As Britain prepares to reform gambling, lawmakers remain inconclusive about what the new rules should be. Amid pressure from the industry, the Department for Culture, Media and Sport considers watering down certain measures.
Dugher Said Lawmakers Should Listen to Both Sides
The gambling reforms largely seek to inhibit problem gambling and mitigate the damage caused by it. Some have proposed to ban professional soccer teams from having gambling sponsors. Others argue that it is crucial to impose a tax on operators and use the proceeds to fund safer gambling initiatives.
According to GambleAware, an independent charity, taxing operators 1% of their earnings would change a lot. To be precise, the charity’s estimates show that this tax can raise as much as $176 million to fund gambling research.
However, it seems that lawmakers will instead make such contributions optional instead of mandatory. In light of this fact, some have accused the Betting and Gaming Council of lobbying with the gambling juggernauts.
Michael Dugher, the Council’s chief executive, slammed these claims and said that some opponents of gambling tend to be extreme.

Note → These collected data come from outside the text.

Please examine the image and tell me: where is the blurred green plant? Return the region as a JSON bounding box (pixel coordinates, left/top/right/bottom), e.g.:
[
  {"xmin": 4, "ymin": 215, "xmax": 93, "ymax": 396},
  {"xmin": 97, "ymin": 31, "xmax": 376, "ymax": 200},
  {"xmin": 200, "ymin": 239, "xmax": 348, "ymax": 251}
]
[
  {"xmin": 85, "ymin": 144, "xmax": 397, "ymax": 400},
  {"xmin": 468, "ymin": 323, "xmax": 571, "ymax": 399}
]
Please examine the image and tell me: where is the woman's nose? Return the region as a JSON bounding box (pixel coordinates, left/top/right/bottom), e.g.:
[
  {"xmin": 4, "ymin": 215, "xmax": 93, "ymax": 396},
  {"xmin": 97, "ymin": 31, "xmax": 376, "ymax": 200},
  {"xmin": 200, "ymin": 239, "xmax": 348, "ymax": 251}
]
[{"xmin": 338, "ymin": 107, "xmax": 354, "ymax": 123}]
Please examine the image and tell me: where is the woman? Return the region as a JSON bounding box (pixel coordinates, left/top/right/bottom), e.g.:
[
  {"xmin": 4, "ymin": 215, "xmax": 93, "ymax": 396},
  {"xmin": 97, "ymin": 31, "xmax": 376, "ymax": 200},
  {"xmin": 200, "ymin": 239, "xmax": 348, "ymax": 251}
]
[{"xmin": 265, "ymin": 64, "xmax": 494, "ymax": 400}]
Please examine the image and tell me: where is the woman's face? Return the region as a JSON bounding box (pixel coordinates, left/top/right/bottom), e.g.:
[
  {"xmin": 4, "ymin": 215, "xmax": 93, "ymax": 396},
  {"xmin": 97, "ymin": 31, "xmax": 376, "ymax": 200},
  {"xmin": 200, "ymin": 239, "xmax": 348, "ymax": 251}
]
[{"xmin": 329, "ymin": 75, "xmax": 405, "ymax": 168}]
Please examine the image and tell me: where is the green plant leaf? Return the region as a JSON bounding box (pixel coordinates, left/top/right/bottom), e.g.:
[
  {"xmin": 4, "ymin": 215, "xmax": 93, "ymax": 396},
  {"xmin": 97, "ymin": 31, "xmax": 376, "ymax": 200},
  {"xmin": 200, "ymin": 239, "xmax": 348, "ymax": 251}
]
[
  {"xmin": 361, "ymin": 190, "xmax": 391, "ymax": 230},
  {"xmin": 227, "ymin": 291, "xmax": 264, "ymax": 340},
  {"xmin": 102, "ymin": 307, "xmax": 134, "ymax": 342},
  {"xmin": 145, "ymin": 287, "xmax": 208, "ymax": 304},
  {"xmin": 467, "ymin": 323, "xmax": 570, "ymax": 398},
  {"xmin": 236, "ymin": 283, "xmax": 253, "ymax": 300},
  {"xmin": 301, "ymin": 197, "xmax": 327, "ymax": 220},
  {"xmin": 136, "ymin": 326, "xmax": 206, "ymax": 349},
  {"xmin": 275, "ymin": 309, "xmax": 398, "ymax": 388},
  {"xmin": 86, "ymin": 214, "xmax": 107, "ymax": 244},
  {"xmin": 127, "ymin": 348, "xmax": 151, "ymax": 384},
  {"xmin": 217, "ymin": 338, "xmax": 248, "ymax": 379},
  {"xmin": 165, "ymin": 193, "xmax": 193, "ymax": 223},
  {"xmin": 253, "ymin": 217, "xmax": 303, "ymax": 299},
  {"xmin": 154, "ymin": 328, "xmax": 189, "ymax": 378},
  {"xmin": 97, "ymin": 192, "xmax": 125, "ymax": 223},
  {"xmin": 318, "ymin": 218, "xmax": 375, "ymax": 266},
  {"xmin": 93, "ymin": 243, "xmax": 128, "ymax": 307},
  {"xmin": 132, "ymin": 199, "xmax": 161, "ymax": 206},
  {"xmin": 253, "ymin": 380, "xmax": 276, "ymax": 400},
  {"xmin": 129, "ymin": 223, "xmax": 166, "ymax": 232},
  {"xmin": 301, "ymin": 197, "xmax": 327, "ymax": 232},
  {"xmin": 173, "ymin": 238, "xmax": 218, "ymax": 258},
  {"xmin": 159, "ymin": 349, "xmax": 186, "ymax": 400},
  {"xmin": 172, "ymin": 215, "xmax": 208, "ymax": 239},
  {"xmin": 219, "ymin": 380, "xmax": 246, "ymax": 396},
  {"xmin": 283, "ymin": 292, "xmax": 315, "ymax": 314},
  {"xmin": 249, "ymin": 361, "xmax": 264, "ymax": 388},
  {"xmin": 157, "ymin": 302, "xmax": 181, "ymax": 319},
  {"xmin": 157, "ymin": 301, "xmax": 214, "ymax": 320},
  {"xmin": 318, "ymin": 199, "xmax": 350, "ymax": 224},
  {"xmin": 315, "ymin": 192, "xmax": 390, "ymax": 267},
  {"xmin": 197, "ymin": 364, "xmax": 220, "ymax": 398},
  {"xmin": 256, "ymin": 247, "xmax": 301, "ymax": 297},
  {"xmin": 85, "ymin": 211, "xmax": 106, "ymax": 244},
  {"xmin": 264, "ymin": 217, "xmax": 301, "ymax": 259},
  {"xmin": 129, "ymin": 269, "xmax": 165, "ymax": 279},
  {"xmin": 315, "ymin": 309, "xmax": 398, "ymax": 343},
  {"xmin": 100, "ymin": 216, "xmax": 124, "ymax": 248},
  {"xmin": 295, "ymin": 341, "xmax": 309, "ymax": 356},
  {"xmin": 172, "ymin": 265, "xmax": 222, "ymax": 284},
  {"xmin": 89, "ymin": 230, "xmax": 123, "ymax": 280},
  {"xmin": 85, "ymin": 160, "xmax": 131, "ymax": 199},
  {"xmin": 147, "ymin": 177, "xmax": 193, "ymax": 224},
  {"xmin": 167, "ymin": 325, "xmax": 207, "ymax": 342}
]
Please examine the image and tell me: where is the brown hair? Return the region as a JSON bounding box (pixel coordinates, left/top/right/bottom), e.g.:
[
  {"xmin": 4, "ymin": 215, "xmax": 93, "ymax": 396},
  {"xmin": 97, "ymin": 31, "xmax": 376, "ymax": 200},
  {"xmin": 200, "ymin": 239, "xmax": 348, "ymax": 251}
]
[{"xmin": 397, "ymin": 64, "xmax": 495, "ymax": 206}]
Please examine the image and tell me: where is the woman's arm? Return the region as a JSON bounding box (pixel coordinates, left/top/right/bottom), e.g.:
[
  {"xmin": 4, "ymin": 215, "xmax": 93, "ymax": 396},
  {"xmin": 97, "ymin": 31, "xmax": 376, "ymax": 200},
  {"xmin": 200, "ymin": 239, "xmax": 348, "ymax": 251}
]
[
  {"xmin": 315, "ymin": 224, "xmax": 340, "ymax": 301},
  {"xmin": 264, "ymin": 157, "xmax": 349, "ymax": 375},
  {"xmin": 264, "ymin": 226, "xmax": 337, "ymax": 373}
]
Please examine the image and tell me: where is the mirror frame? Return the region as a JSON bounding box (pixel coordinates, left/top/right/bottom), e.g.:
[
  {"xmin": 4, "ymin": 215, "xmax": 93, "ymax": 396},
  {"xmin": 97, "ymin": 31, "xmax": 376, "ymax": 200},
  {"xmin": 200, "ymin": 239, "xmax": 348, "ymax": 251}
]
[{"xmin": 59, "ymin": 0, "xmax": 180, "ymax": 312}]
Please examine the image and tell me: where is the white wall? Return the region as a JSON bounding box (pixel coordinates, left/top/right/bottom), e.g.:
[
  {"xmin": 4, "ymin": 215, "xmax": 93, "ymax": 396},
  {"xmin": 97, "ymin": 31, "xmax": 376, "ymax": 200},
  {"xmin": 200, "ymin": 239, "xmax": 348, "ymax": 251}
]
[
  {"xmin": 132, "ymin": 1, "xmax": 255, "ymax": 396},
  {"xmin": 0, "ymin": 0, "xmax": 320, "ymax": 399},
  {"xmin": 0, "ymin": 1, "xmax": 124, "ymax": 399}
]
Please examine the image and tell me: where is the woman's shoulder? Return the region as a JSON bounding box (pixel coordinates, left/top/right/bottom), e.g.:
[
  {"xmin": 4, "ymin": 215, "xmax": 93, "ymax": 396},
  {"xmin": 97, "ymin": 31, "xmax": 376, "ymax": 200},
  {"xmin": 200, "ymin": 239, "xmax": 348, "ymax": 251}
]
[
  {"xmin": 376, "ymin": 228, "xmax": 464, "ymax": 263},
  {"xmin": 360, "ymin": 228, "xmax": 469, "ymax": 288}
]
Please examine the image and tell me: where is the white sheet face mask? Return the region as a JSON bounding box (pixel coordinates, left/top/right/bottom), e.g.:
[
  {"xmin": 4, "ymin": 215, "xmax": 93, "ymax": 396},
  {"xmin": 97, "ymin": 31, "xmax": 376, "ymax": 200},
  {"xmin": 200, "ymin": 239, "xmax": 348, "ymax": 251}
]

A small but noisy anti-gambling lobby are demanding draconian restrictions for an activity they don’t approve of.
Michael Dugher, CEO, Betting and Gaming Council
Dugher emphasized that it is the government’s job to hear both the industry representatives and anti-gambling campaigners. Additionally, an industry that pays $5.7 billion in taxes a year shouldn’t be dismissed, he said.
Smith and Harris Will “Go to War” if the Review Fails to Make Gambling Safer
Although some support lighter measures, others have blasted the idea of watering down the white paper. Iain Duncan Smith, former leader of the Conservatives, said that he will “declare war on the government” if lawmakers give in to pressure from gambling firms.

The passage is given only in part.